Regarding future base rate decisions, given the high uncertainty in domestic and international policy conditions, it is necessary to closely monitor the final rate level of the U.S. Federal Reserve (Fed), the speed of China’s economic recovery, and their impacts. Director Hong said, "Initially, the market expected the Fed’s terminal rate to be in the low 5% range, but in February, U.S. employment and inflation indicators exceeded market expectations, leading to upward revisions of the terminal rate outlook and increasing claims that the tightening stance may last longer than expected. Depending on future employment and inflation trends, market expectations may change again, so it is important to closely watch these indicators and the results of the Federal Open Market Committee (FOMC) meeting scheduled for March 21?22."

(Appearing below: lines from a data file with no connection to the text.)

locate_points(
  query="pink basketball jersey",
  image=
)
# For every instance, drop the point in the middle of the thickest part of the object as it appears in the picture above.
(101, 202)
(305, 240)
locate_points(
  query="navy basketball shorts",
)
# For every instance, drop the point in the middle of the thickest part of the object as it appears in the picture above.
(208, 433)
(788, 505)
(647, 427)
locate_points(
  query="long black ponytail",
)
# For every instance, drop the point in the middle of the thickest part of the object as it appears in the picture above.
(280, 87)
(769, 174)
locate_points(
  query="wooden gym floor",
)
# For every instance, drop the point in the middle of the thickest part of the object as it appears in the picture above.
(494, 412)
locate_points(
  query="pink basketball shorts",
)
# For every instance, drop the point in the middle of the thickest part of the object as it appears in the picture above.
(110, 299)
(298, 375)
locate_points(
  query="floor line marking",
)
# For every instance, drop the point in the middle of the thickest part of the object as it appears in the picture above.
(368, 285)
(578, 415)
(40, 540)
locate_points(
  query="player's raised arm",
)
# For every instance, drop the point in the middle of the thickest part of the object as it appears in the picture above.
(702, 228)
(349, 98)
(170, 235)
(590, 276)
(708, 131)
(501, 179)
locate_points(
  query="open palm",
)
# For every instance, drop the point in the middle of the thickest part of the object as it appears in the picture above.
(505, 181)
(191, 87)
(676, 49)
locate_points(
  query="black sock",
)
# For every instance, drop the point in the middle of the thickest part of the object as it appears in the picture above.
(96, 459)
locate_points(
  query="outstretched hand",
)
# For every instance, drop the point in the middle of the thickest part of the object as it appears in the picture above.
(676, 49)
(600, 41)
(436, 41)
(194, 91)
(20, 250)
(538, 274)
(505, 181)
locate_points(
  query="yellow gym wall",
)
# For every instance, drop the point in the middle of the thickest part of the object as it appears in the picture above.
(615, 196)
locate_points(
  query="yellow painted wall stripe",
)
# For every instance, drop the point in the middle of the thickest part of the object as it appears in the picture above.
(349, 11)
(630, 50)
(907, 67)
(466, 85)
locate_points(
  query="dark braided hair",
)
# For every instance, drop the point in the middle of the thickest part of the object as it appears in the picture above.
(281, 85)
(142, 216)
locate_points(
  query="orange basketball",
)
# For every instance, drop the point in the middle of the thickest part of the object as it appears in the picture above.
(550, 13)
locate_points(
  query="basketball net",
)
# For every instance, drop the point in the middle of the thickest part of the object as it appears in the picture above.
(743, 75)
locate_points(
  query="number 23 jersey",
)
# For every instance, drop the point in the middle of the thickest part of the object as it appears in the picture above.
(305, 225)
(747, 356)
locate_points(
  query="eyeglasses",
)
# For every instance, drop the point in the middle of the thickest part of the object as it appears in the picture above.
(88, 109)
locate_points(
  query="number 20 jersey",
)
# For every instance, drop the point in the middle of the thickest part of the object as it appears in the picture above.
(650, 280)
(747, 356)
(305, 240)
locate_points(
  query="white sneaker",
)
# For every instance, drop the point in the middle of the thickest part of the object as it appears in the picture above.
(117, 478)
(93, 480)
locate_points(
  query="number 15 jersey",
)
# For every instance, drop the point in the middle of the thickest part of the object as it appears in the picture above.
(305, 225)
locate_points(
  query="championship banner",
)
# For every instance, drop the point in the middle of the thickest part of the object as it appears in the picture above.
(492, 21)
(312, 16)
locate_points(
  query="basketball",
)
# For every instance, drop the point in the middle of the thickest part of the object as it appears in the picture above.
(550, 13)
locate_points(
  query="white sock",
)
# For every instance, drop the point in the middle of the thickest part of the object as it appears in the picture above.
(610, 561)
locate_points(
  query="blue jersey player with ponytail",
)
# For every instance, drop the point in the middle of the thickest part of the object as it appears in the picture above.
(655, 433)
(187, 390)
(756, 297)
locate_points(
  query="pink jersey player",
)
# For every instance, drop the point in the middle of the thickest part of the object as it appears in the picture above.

Additionally, the resumption of economic activities in China is expected to positively impact the domestic economy through increased exports to China and the influx of Chinese tourists, which had been subdued, but the extent remains uncertain. It is also necessary to be mindful that increased production activities in China could stimulate global energy prices.
Domestically, there is significant uncertainty regarding the pace of inflation deceleration. Director Hong said, "Currently, the consumer price inflation rate is expected to gradually decline after March and reach the low 3% range by the end of the year, but uncertainty remains high." He added, "While expected inflation had been gradually decreasing, it has risen again this year, with the proportion of responses citing 'public utility charges' as a factor in expectation formation recently exceeding 80%."
Director Hong added, "Although public utility rate increases are inevitable for the overall national economy, it is necessary to continuously monitor the second-round effects on core items and others." He also noted, "Since it is still difficult to gauge the direction of the real estate market and its impact on growth and financial stability, it is important to carefully observe the housing market and related financial market conditions."